Barrier: Health care providers, and especially large facilities, too often do not provide an easy-to-access way for a patient with disabilities or for any patients’ support people to notify the health care provider of their need for a disability accommodation or accessibility, so that these can be provided in a timely fashion.
The intent/rationale of the following recommendations is to ensure that patients with disabilities and their support people can easily alert a health care facility or provider, in advance, of any disability-related accessibility or accommodation needs, and can arrange to have these met in connection with their receiving health care services and products.
#8-1. Each health care provider and facility should be required to put in place a system and designate a person to solicit and receive requests from patients or their support people for disability accommodations in connection with health care services or products.
#8-2. Each health care provider or facility should be required to make readily-available to the public, including to their patients, in an accessible format, information about how to identify themselves in advance to the health care provider as having disability-related accessibility or accommodation needs, and to ask to arrange for these needs to be met.
#8-3. Each hospital and larger health care facility should be required to collect anonymized information on disability-related accessibility and accommodation requests received from or on behalf of patients with disabilities, to assist that health care provider or facility in planning for future disability accessibility and accommodation. This anonymized information should be available for study by the Government or other health policy planners.
#8-4. The Chief Executive Officer of any hospital or large health care facility should annually review the information that the facility has collected on the requests for disability accessibility and accommodation that the facility has received and report to the board of directors on measures that could improve the facility’s capacity to meet these needs.
Barrier: Too often, diagnostic and treatment equipment used by health care facilities or health care providers are not designed based on principles of universal design. Too often they are instead designed without sufficient regard to the needs of patients with disabilities.
The intent/rationale of the following recommendations is to systematically replace inaccessible diagnostic and treatment equipment over time with accessible equipment, while maximizing patient access to accessible equipment in the meantime.
#9-1. The Health Care Accessibility Standard should set specific technical requirements for the accessibility of diagnostic and treatment equipment.
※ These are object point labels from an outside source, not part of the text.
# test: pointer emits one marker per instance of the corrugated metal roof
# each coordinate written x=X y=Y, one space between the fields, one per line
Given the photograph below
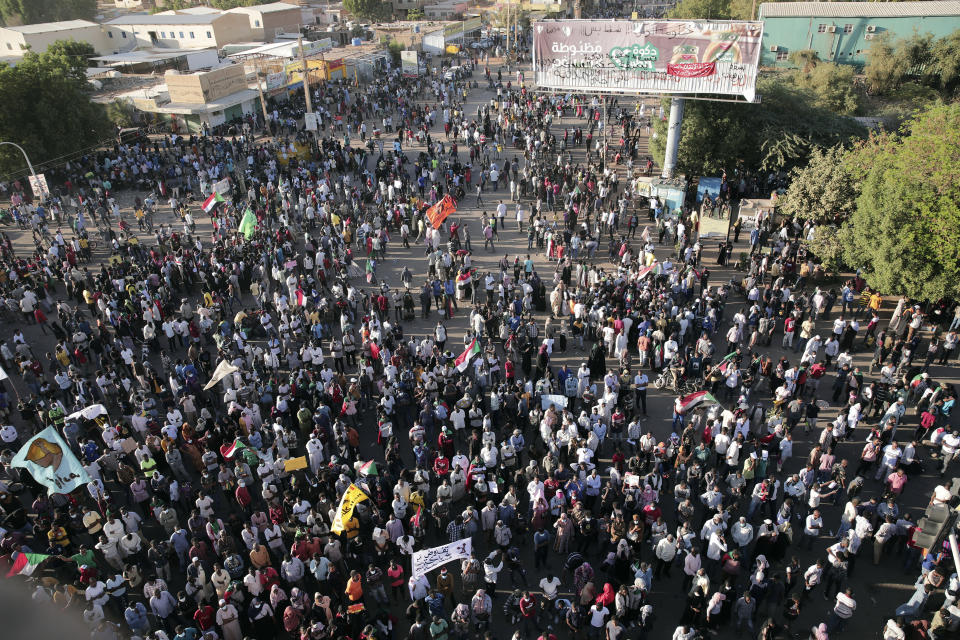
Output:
x=161 y=19
x=859 y=9
x=266 y=8
x=48 y=27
As a starting point, the Health Care Standards Development Committee should consider the accessible medical diagnostic equipment standards that the US Access Board has formulated. The needs of patients with all kinds of disabilities, and not only those with mobility disabilities, should be met by the technical requirements that the Health Care Accessibility Standard sets.
#9-2. The Ontario Government should impose a strict funding condition on the purchase or rental of any new health care diagnostic or treatment equipment anywhere in the health care system requiring that it must be accessible to patients with disabilities and designed based on principles of universal design, in compliance with the technical standards to be included in the Health Care Accessibility Standard.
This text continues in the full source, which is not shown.